Comme son nom ne l’indique pas de prime abord, Thomas Blondelle n’est pas francophone, mais néerlandophone. Et il se présente ici en chanteur polyglotte, puisque le programme se découpe en pas moins de cinq langues : français d’abord, allemand ensuite, néerlandais pour quelques plages, puis anglais et italien ! Le français est bon, comme il se doit lorsqu’on est né où le bilinguisme est en vigueur, mais on remarque vite que ce n’est pas la langue maternelle de monsieur Blondelle, à certains r un peu trop roulés, à des è prononcés é, à des voyelles trop ouvertes ou trop fermées. Il est pourtant bien agréable d’entendre interpréter la « Chanson du bébé », de Rossini, sans l’accent yankee de Thomas Hampson ! Le ténor belge marche sur les plates-bandes du baryton américain avec « I Bought Me a Cat » de Copland, mais avec une adéquation linguistique beaucoup moins flagrante. Assez exotique, son italien s’accommoderait aussi de plus naturel, et de consonnes plus audiblement doublées.

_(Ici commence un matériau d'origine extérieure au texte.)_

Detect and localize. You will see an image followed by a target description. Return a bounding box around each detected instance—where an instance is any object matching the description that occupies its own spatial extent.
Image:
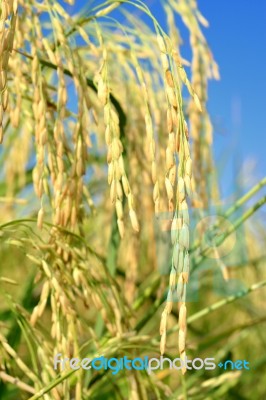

Par ailleurs, « La Danza » de Rossini ne dévoile pas seulement le manque d’italianità de Thomas Blondelle, mais aussi ses limites dans l’aigu. On ne lui rapprochera évidemment pas de ne pas être Luciano Pavarotti, pourtant cet air ne s’inscrit peut-être pas de manière idéale dans les cordes d’un ténor qui a de la ressource dans le grave, mais qui doit parfois détimbrer les aigus (la dernière syllabe de « Paris joli ! » dans le célèbre Voyage à Paris de Poulenc). Les répertoires germaniques et français conviennent sans doute mieux à sa voix et à ses moyens, qui s’épanouissent parfaitement dans la musique moderne ou contemporaine, comme l’a montré sa participation à la création de Frühlings Erwachen de son compatriote Benoît Mernier (à Bruxelles, puis à Strasbourg, et enfin au disque).